No dia de seu aniversário, Florisvaldo Mattos, um dos próximos membros efetivos a tomar  posse na ALITA, nos presenteia com oito poemas inéditos de sua verve, enriquecendo mais uma vez as páginas do nosso site literário.  Ao reconhecido e premiado jornalista e poeta grapiúna, nossa homenagem e votos de muita saúde, amor e paz. 


PERFIL DE FLORISVALDO MATTOS - fragmentos


"... Infância cercada pela natureza da zona rural do município de Itacaré, Bahia, Florisvaldo Mattos é detentor de uma história que, inicialmente, parece ser arrancada da obra de Jorge Amado “Terras do sem fim”. Nascido em fazenda de cacau próxima de Uruçuca, em meio a florestas, capoeiras, pastos, rios e regatos, numa região de homens fortes dispostos a desbravar terras devolutas, teve vivências juvenis que nos dias atuais são vistas como de ‘conto de fadas’: “solto por campos e matas virgens, aprendendo a amar gente e animais, sentir a força da natureza, vivendo o prazer de montar, caçar, brincar em cavalos de pau, colher frutos, banhar-se em riachos, viajar no trem-de-ferro, jogar bola em gramados rústicos e quintais”.


"... Filho de família simples, pai comerciante, mãe costureira e irmão de três homens e duas mulheres. Acompanhou a corrida pela fortuna de seu pai, que no íntimo tinha como verdadeira riqueza o sonho de formar os seus seis filhos. Objetivo que mesmo à distância, separado da esposa, conseguiu alcançar. “Com humor sertanejo, sem maiores explicações, ele simplesmente partiu, para voltar 15 anos depois… como se nada tivesse acontecido. E a vida seguiu seu curso...”

"... Homem de hábitos simples, o poeta Florisvaldo tem o amor como fonte de vida, e nessa fonte debruçou-se três vezes: três casamentos, três filhos.

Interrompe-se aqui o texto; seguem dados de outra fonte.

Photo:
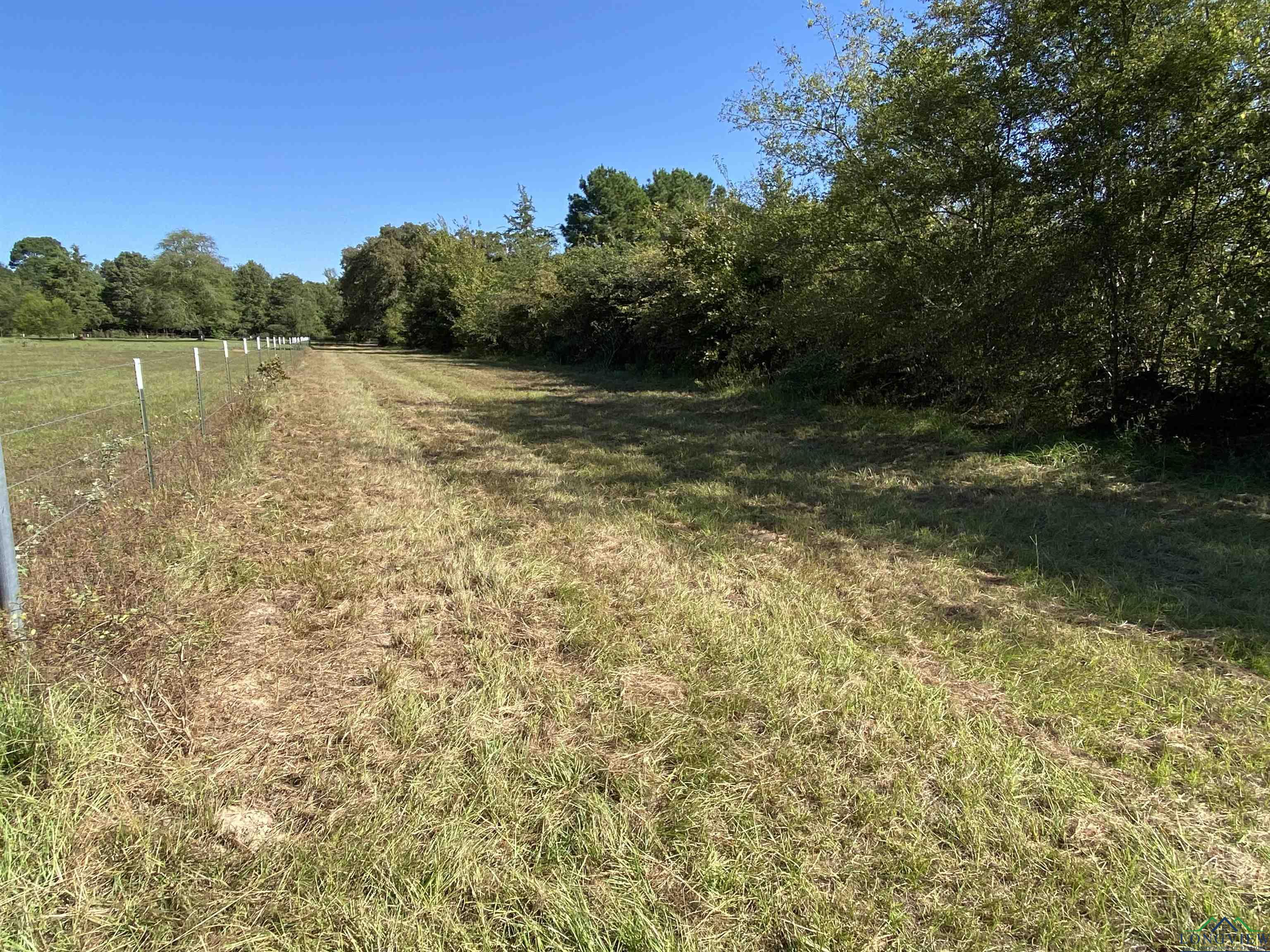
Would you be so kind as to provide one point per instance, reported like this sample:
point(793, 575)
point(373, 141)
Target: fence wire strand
point(67, 374)
point(64, 419)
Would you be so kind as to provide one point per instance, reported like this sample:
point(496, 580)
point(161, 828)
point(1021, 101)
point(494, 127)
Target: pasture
point(507, 657)
point(72, 419)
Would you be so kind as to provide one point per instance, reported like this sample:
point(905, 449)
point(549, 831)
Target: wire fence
point(69, 438)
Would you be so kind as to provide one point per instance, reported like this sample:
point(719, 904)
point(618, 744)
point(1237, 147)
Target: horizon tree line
point(184, 288)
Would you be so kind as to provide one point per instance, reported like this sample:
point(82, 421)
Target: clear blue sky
point(290, 131)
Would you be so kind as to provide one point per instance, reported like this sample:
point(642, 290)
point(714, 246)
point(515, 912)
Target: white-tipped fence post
point(145, 421)
point(10, 592)
point(198, 388)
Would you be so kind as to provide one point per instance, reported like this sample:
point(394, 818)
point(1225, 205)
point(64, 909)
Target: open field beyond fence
point(72, 421)
point(464, 655)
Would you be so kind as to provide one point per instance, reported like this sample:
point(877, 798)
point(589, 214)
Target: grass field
point(87, 394)
point(512, 658)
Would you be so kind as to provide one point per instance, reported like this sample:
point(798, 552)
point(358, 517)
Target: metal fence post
point(145, 421)
point(198, 388)
point(10, 591)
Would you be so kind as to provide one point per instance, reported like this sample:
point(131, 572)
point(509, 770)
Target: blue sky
point(290, 131)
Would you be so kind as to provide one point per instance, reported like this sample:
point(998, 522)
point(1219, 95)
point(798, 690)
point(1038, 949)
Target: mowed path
point(505, 660)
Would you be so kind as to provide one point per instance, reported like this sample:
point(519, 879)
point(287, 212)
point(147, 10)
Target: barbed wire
point(174, 403)
point(81, 459)
point(69, 417)
point(67, 374)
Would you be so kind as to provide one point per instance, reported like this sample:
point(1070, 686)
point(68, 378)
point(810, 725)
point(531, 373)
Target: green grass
point(506, 658)
point(53, 469)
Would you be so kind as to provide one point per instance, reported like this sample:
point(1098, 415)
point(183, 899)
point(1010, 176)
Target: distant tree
point(45, 264)
point(11, 295)
point(611, 207)
point(285, 290)
point(252, 285)
point(126, 291)
point(678, 190)
point(523, 236)
point(193, 288)
point(328, 305)
point(32, 314)
point(37, 315)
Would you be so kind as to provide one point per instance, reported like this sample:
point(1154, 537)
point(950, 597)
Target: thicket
point(1028, 207)
point(184, 288)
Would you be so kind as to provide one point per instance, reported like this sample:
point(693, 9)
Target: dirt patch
point(247, 829)
point(643, 687)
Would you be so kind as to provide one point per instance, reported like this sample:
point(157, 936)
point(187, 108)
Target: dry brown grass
point(454, 682)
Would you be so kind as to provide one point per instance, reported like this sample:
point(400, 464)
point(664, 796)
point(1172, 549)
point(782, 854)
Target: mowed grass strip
point(487, 685)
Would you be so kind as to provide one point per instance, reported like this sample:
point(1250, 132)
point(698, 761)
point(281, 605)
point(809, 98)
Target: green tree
point(11, 295)
point(126, 290)
point(284, 290)
point(611, 207)
point(193, 290)
point(1036, 200)
point(45, 264)
point(680, 190)
point(252, 296)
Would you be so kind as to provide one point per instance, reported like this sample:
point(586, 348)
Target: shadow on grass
point(1188, 554)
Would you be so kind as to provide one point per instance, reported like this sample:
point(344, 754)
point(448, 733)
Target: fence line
point(11, 597)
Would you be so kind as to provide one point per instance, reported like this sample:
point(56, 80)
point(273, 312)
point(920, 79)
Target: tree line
point(1036, 209)
point(186, 288)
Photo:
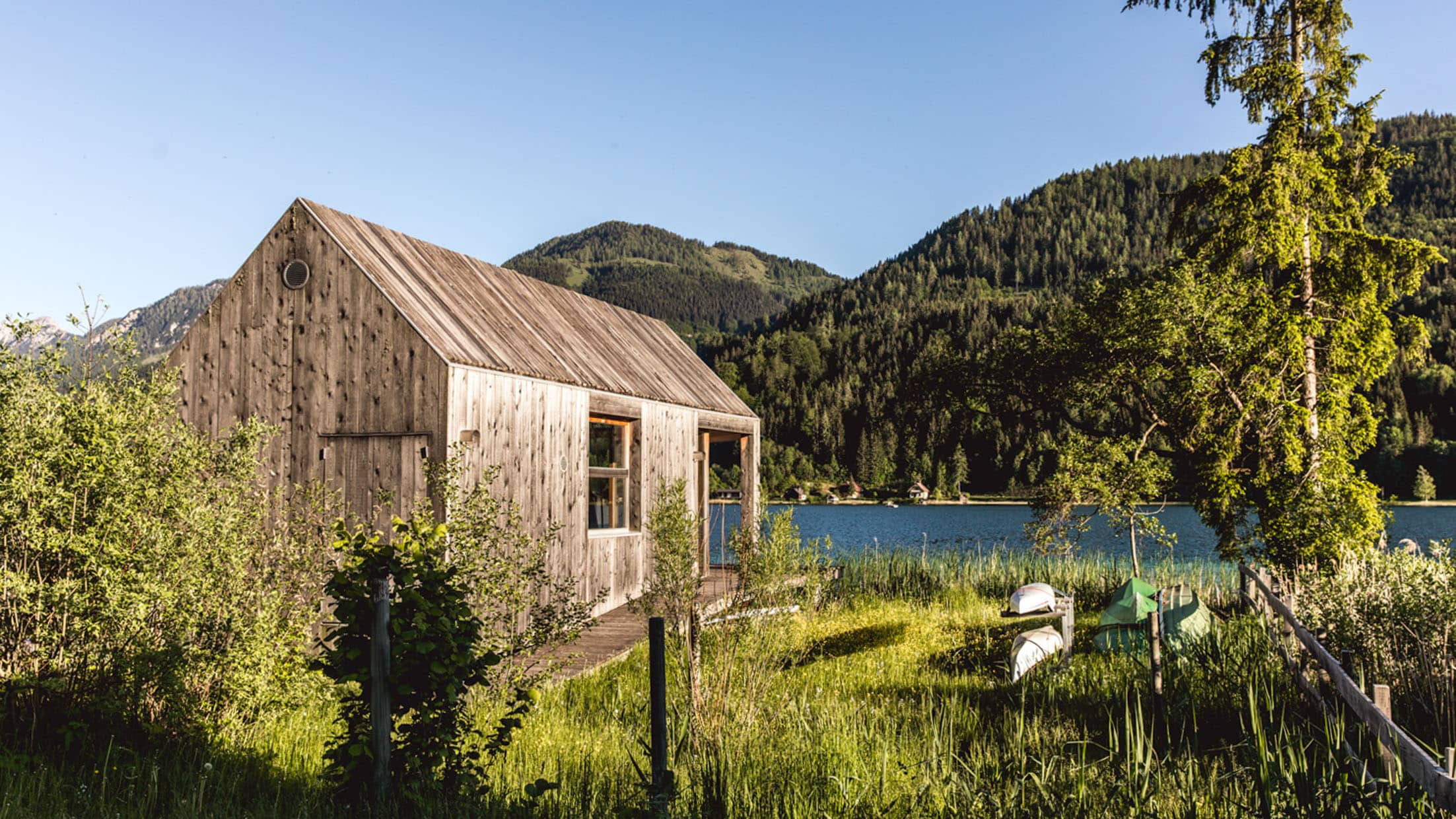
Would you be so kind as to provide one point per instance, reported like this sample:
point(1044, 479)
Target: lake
point(983, 526)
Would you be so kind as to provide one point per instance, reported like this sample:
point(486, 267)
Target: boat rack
point(1062, 608)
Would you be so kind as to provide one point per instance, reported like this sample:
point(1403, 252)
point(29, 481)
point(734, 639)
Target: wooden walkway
point(619, 630)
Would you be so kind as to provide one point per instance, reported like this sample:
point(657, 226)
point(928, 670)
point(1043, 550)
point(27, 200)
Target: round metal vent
point(296, 274)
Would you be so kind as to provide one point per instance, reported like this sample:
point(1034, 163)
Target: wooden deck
point(619, 630)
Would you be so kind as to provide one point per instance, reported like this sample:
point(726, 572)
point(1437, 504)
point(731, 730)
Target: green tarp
point(1123, 625)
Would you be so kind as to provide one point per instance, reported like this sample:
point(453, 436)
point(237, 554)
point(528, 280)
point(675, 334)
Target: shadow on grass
point(850, 641)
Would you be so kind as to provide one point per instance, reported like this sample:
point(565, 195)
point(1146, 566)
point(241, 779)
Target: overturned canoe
point(1031, 647)
point(1033, 598)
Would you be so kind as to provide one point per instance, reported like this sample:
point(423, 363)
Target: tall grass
point(891, 701)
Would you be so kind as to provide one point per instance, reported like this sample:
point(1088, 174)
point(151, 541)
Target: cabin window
point(609, 462)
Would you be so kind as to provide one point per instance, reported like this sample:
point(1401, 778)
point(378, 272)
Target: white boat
point(1031, 647)
point(1033, 598)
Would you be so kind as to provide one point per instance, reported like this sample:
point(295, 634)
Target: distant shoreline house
point(373, 353)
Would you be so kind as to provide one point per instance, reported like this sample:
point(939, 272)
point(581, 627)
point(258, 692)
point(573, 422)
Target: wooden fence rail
point(1428, 773)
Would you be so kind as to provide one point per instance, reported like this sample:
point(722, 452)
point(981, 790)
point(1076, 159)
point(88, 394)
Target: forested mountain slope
point(153, 328)
point(855, 380)
point(692, 286)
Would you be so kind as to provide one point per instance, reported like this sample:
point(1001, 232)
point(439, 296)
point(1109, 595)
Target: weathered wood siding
point(536, 433)
point(331, 357)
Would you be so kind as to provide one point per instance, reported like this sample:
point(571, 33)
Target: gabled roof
point(482, 315)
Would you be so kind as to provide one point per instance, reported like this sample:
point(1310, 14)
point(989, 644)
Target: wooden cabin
point(374, 353)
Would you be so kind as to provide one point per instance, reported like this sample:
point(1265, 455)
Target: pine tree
point(1424, 487)
point(1279, 274)
point(958, 470)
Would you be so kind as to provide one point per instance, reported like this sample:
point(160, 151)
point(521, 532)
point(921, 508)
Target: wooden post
point(705, 532)
point(1155, 656)
point(380, 723)
point(1381, 694)
point(749, 464)
point(695, 662)
point(1068, 629)
point(657, 686)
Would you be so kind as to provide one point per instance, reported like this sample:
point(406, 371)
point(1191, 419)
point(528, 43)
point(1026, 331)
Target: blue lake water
point(975, 526)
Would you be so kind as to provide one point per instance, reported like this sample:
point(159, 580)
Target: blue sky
point(146, 149)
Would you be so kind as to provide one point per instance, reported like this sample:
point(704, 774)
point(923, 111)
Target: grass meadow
point(890, 698)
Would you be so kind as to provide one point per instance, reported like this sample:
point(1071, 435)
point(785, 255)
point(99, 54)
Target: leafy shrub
point(143, 576)
point(436, 655)
point(526, 610)
point(672, 531)
point(1397, 612)
point(772, 563)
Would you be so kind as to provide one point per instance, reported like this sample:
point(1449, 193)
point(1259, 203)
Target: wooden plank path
point(619, 630)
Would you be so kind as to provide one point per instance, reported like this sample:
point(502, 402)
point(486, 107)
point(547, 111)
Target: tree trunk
point(1309, 385)
point(1132, 538)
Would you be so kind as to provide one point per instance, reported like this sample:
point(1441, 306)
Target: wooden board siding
point(530, 429)
point(396, 349)
point(331, 357)
point(487, 316)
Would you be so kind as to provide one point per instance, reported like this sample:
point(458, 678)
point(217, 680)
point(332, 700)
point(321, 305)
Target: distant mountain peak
point(687, 283)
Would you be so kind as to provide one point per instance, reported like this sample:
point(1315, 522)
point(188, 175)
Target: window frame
point(623, 472)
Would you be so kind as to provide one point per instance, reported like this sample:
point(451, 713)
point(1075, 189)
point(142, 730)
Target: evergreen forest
point(891, 378)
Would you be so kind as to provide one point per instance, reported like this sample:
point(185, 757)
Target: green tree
point(1111, 477)
point(958, 470)
point(1284, 292)
point(1424, 487)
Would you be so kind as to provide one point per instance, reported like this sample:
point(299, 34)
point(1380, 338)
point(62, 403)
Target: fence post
point(379, 688)
point(657, 684)
point(1381, 694)
point(1155, 656)
point(1068, 629)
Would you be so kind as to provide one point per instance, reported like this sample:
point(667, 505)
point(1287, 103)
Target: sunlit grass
point(891, 701)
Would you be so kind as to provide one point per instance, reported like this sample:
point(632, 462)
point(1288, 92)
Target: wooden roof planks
point(482, 315)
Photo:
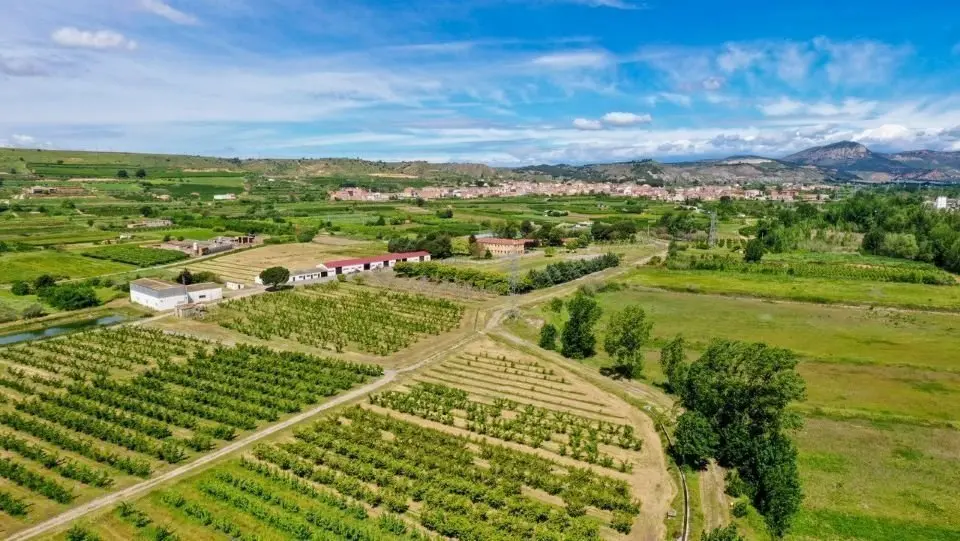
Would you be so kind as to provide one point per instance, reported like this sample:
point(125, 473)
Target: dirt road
point(111, 499)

Filhos, amor… Essa fórmula foi sem dúvida o maior desafio para o poeta. Conviver, demonstrar, compartilhar momentos, entregar-se totalmente à paternidade foi o seu grande entrave. “Amo meus filhos, mas, confesso, sempre senti um grande desconforto, uma falta de jeito, uma dificuldade, em relação à minha condição de pai, que o jornalismo em nada ajudou, só complicou”. Mas, ganhou quatro netos, hoje, às vésperas de um quinto, e é neles que Florisvaldo, hoje distante do sufoco das redações de jornal, busca reconquistar o amor paterno para a ele se entregar com maior intimidade e intensidade."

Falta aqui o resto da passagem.